A stranger enters a room full of people he does not know and speaks kindly and patiently with them for an hour. By the end of the hour, one of them has agreed to shoot him in the face.
Bullet Catch is more than just a stunt. The backbone of the show is the story of William Henderson, a 19th-century magician who died while performing the infamous trick of catching a fired bullet with one’s teeth. Rob Drummond, our host for the evening, tiptoes amiably between the dramatic retelling of Henderson’s death, conducting mind-reading games with the audience and musing on the philosophical.
The mind-reading games are especially good. Drummond is certainly an accomplished illusionist, prompting more than a few ‘how did he do that?’ moments (although it turns out a magician will sometimes reveal his secrets). His engagement with the audience is particularly commendable. Instantly likeable and trustworthy, he uses the intimacy of the performance space to great effect.
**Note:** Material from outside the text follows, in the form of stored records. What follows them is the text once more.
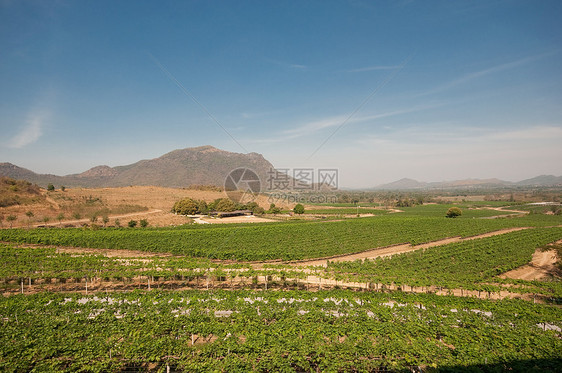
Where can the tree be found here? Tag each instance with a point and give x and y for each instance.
(11, 219)
(186, 206)
(225, 205)
(298, 209)
(29, 215)
(453, 212)
(273, 209)
(60, 218)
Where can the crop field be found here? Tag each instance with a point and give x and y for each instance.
(200, 298)
(277, 241)
(241, 331)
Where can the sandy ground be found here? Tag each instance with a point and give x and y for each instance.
(157, 200)
(397, 249)
(543, 265)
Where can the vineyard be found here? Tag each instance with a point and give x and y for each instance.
(276, 241)
(274, 331)
(65, 309)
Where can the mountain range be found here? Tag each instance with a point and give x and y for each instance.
(204, 165)
(207, 165)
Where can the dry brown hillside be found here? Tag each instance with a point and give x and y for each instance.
(78, 205)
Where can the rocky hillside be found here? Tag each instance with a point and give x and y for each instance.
(205, 165)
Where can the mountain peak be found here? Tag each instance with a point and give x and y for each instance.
(204, 165)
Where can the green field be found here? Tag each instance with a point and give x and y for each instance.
(286, 241)
(245, 331)
(266, 321)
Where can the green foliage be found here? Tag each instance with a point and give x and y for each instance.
(11, 219)
(273, 209)
(281, 240)
(224, 205)
(244, 331)
(453, 212)
(298, 209)
(465, 264)
(186, 206)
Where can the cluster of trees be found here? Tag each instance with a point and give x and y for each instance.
(189, 206)
(51, 188)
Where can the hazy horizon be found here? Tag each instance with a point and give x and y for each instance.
(430, 91)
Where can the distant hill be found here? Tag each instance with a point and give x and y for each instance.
(404, 183)
(543, 180)
(205, 165)
(411, 184)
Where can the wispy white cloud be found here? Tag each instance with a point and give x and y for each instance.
(375, 67)
(315, 126)
(30, 132)
(312, 127)
(478, 74)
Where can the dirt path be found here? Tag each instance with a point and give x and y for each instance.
(541, 266)
(398, 249)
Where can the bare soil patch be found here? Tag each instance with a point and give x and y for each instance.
(542, 266)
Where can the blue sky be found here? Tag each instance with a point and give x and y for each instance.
(431, 90)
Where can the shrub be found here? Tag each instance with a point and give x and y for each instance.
(453, 212)
(298, 209)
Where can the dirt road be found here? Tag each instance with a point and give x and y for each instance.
(398, 249)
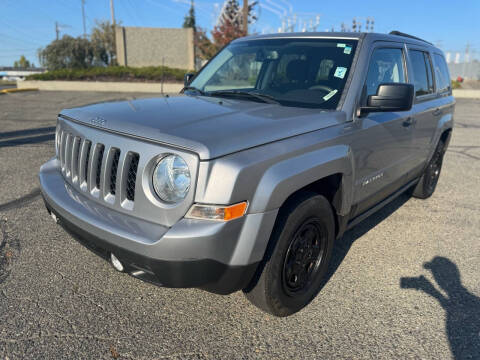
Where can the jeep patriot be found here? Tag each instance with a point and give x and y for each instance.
(271, 152)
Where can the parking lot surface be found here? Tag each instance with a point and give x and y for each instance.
(405, 283)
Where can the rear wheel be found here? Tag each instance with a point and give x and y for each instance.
(428, 182)
(298, 256)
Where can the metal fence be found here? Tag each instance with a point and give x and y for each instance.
(467, 70)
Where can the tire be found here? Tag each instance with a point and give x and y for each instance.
(428, 182)
(297, 257)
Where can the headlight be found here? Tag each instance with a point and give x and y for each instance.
(171, 179)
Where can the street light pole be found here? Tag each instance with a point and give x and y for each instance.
(83, 17)
(245, 17)
(112, 12)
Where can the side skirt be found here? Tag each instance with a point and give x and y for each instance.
(381, 204)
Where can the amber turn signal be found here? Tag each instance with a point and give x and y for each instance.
(217, 212)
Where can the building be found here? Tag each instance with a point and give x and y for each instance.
(138, 46)
(11, 73)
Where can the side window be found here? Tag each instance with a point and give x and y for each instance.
(238, 72)
(441, 73)
(428, 64)
(386, 66)
(422, 72)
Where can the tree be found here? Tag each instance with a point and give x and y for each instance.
(67, 52)
(22, 63)
(189, 20)
(230, 23)
(205, 49)
(103, 43)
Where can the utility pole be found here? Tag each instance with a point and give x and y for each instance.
(83, 17)
(466, 59)
(245, 17)
(112, 12)
(57, 30)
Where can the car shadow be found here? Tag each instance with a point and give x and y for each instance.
(342, 246)
(462, 308)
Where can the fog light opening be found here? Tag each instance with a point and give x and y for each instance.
(116, 263)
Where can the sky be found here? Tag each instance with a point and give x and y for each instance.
(27, 25)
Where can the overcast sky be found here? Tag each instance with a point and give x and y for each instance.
(27, 25)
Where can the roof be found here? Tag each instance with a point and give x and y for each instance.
(342, 35)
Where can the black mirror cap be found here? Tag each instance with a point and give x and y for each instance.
(187, 78)
(391, 97)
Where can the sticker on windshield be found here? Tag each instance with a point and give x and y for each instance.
(340, 72)
(330, 94)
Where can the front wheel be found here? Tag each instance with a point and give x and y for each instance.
(298, 256)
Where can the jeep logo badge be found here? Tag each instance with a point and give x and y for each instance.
(98, 120)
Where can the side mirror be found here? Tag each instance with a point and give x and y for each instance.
(187, 78)
(390, 97)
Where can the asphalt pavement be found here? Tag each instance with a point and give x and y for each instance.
(405, 283)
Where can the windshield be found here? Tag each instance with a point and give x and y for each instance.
(291, 72)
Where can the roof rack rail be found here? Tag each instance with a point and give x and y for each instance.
(398, 33)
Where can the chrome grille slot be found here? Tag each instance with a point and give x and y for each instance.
(62, 149)
(75, 158)
(114, 169)
(100, 149)
(131, 178)
(68, 155)
(85, 157)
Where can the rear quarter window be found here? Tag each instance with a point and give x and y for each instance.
(422, 72)
(441, 73)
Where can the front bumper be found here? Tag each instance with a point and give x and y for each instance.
(215, 256)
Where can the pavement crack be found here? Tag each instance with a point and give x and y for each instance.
(9, 250)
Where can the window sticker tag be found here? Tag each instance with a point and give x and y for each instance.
(340, 72)
(330, 94)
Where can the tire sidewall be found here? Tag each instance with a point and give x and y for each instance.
(316, 207)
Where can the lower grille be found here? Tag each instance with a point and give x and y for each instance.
(132, 176)
(100, 149)
(84, 162)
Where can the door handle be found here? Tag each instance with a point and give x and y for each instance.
(409, 122)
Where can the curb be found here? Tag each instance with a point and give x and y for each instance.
(7, 91)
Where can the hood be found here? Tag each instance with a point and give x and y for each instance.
(211, 127)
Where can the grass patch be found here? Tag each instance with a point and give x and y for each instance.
(115, 73)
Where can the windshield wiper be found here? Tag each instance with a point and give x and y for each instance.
(193, 88)
(259, 96)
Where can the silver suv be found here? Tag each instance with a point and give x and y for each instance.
(275, 148)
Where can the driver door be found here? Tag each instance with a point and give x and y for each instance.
(383, 146)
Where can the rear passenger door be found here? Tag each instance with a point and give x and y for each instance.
(425, 108)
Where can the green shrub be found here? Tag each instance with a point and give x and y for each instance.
(456, 84)
(114, 73)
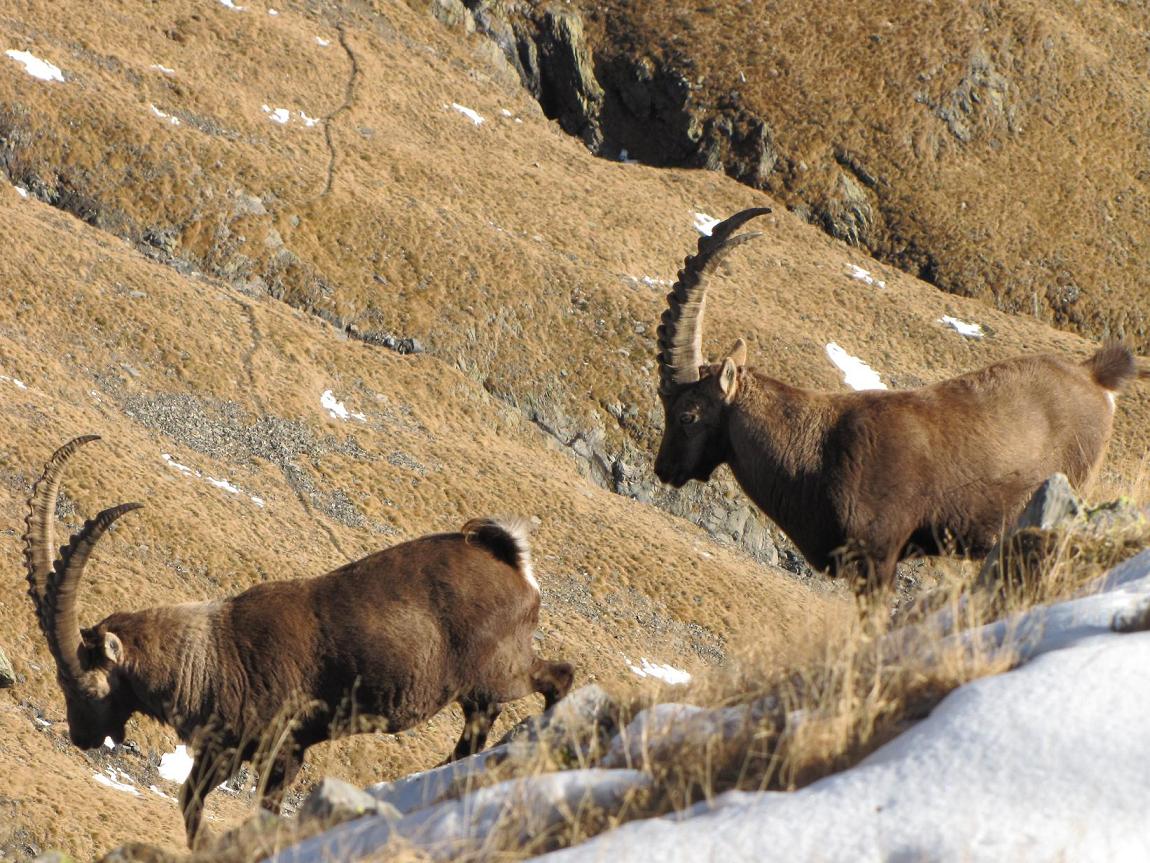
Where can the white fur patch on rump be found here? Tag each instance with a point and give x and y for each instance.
(520, 531)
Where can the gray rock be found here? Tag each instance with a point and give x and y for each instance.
(453, 14)
(334, 801)
(1053, 506)
(584, 720)
(7, 673)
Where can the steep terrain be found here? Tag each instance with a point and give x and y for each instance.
(997, 150)
(221, 295)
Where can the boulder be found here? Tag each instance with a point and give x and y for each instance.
(7, 673)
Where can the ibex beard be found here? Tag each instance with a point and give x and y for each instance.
(381, 643)
(860, 480)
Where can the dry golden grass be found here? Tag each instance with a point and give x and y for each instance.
(852, 689)
(512, 254)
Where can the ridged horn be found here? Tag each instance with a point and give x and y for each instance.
(60, 596)
(681, 328)
(39, 533)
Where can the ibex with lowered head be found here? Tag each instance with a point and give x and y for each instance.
(381, 643)
(860, 480)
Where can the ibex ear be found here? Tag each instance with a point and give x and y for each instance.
(738, 353)
(113, 648)
(728, 380)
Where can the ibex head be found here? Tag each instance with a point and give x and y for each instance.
(696, 395)
(87, 661)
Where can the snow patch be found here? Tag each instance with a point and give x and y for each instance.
(971, 330)
(176, 765)
(469, 113)
(156, 112)
(222, 483)
(37, 68)
(109, 779)
(337, 410)
(217, 482)
(277, 115)
(705, 223)
(1044, 762)
(861, 275)
(667, 673)
(857, 374)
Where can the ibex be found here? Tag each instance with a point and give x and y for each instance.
(381, 643)
(860, 480)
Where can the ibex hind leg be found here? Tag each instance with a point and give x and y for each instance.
(211, 768)
(478, 716)
(281, 773)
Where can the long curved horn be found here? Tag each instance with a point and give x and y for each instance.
(60, 596)
(39, 540)
(681, 328)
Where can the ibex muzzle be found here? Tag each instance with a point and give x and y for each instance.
(381, 643)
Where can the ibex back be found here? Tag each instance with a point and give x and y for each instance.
(860, 480)
(381, 643)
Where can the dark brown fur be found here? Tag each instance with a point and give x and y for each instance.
(381, 643)
(860, 480)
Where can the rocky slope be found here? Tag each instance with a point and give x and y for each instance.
(994, 150)
(328, 277)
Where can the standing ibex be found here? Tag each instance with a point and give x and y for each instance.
(860, 480)
(384, 642)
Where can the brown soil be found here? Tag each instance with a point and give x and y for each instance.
(174, 288)
(997, 150)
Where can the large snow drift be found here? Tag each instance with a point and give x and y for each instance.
(1045, 762)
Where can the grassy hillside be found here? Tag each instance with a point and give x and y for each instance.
(192, 290)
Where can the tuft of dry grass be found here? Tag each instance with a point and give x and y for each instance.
(781, 726)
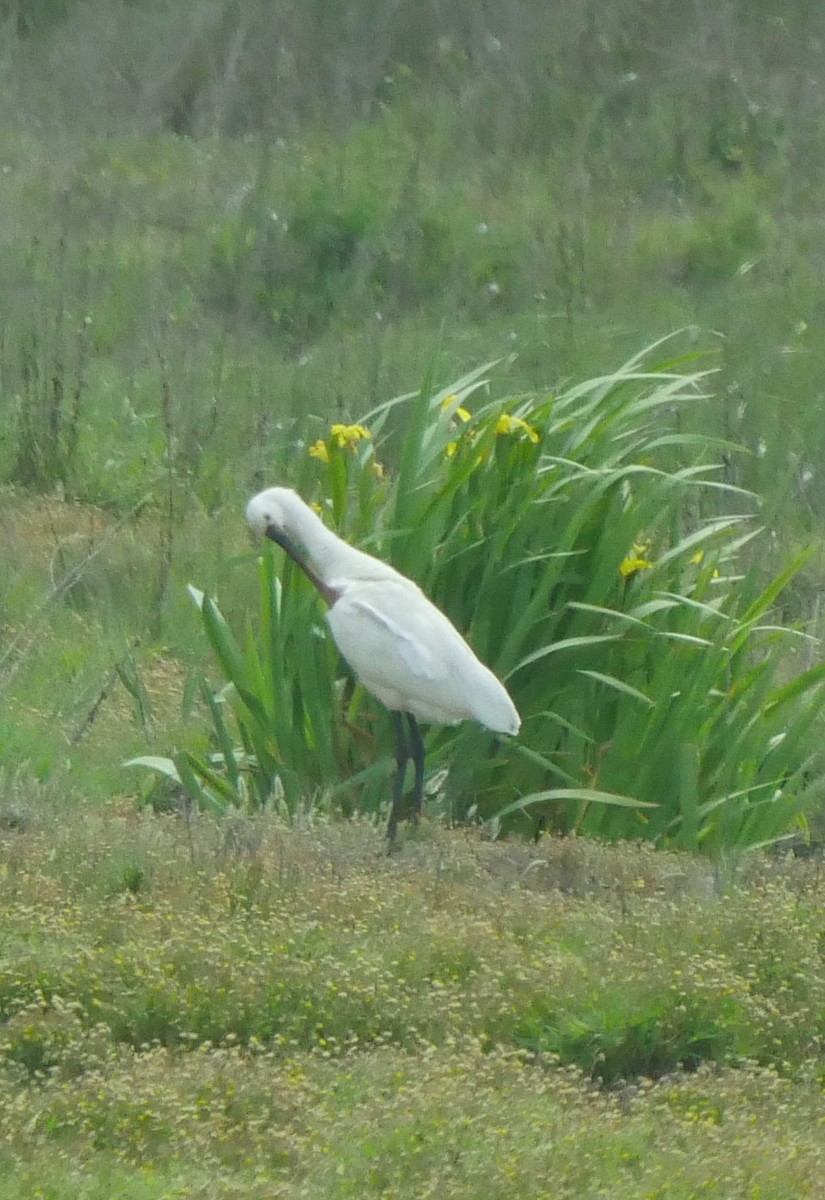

The Shed, a temporary venue based at the National Theatre, has only four rows of seating. There is no shrinking back into the shadows here. The set-up is almost like watching a show in your mate’s living room — except all of a sudden the presenter can read your mind and the pizza guy has just turned up with a firearm.
Ah, the gun. That carefully tailored intimacy and amicability is put to the test the moment a weapon arrives. One moment you are enjoying a rather good magic show with like-minded people, and the next you are in a room full of strangers, one of whom is two paces in front of you holding a loaded gun.
For a play that belongs to a genre heavily involved with smoke and mirrors, Bullet Catch is pleasantly unrefined — you are not separated from the action but part of it. Thrill seekers should go for the danger, thinkers for the philosophy, theatrical types for the drama, those of a curious disposition can go for the magic. And for all you cynics, just go for the Bullet Catch.